Reste l’élargissement en perspective aux 6 pays des Balkans occidentaux qui sont la Serbie, le Monténégro, l’Albanie, la Macédoine, la Bosnie-Herzégovine et le Kosovo. Géographiquement ces pays sont une enclave au sein de l’UE, encadrés par la Croatie, la Hongrie, la Roumanie, la Bulgarie et la Grèce. Ils représentent un total de 18 millions d’habitants pour un PIB total de 100 milliards d’euros. L’Albanie et la Macédoine, ici à l’ordre du jour, ne représentent ensemble que 5 millions d’habitants soit 1/100ième de la population de l’UE et un PIB de seulement 25 M€, soit le 1/650ième du PIB de l’UE ! La nécessité d’intégration de l’ensemble de ces pays a été maintes fois renouvelée par l’UE. Oui, la position de la France est déraisonnable.

Où en sont les négociations d’adhésion ?

En fait, nous ne nous parlons aujourd’hui que de l’ouverture de négociations avec l’Albanie et la Macédoine. Car combien de français savent que les négociations ont déjà été ouvertes en 2012 pour le Monténégro candidat depuis 2010 et en 2013 pour la Serbie candidate depuis 2012. Alors comment expliquer raisonnablement aux albanais dont le pays est candidat depuis 2014 et notamment aux macédoniens dont le pays est candidat depuis 2005 qu’ils doivent encore patienter pour la seule mise en route d’un processus nécessairement échelonné sur plusieurs années ?

Le cas de la Macédoine est emblématique. Tous les observateurs reconnaissent que sans le véto de la Grèce – sur la question du nom – les négociations auraient été ouvertes depuis bien longtemps avec la Macédoine qui a reçu depuis 2009 à neuf reprises un avis favorable de la Commission.
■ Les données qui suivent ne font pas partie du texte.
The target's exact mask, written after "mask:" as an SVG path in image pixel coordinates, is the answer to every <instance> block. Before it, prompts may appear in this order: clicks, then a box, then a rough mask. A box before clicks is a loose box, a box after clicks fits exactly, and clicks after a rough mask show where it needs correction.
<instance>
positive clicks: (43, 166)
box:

Oui, la position de la France est injuste.

Qu’adviendra-t-il si l’horizon s’obsurcit ?

Alors que la Grèce s’est prononcée favorablement quant à l’ouverture des négociations avec la Macédoine (dite du Nord), est-ce maintenant à notre pays de renvoyer une décision favorable aux Calendes Françaises ? Si un signal fort n’était donné en mai 2020 à l’Albanie et à la Macédoine pour l’ouverture des négociations et, à la Serbie et au Monténégro pour leur intégration sous conditions, c’est toute une région au sein de l’UE qui pourrait être, au mieux soumise aux influences étrangères (Russie, Turquie, Chine) et au pire déstabilisée par des tensions internes. Oui, la position de la France est aventureuse.

Pour toutes ces différentes raisons, nos autorités seraient bien inspirées, après avoir proposé tardivement un non-paper qui n’ajoute qu’à la confusion, de trouver avec nos partenaires européens une voie de sortie qui rétablirait la confiance des populations d’Albanie et de Macédoine, accessoirement sans froisser notre opinion publique qui a d’autres sujets de préoccupation plus prégnants et plus immédiats.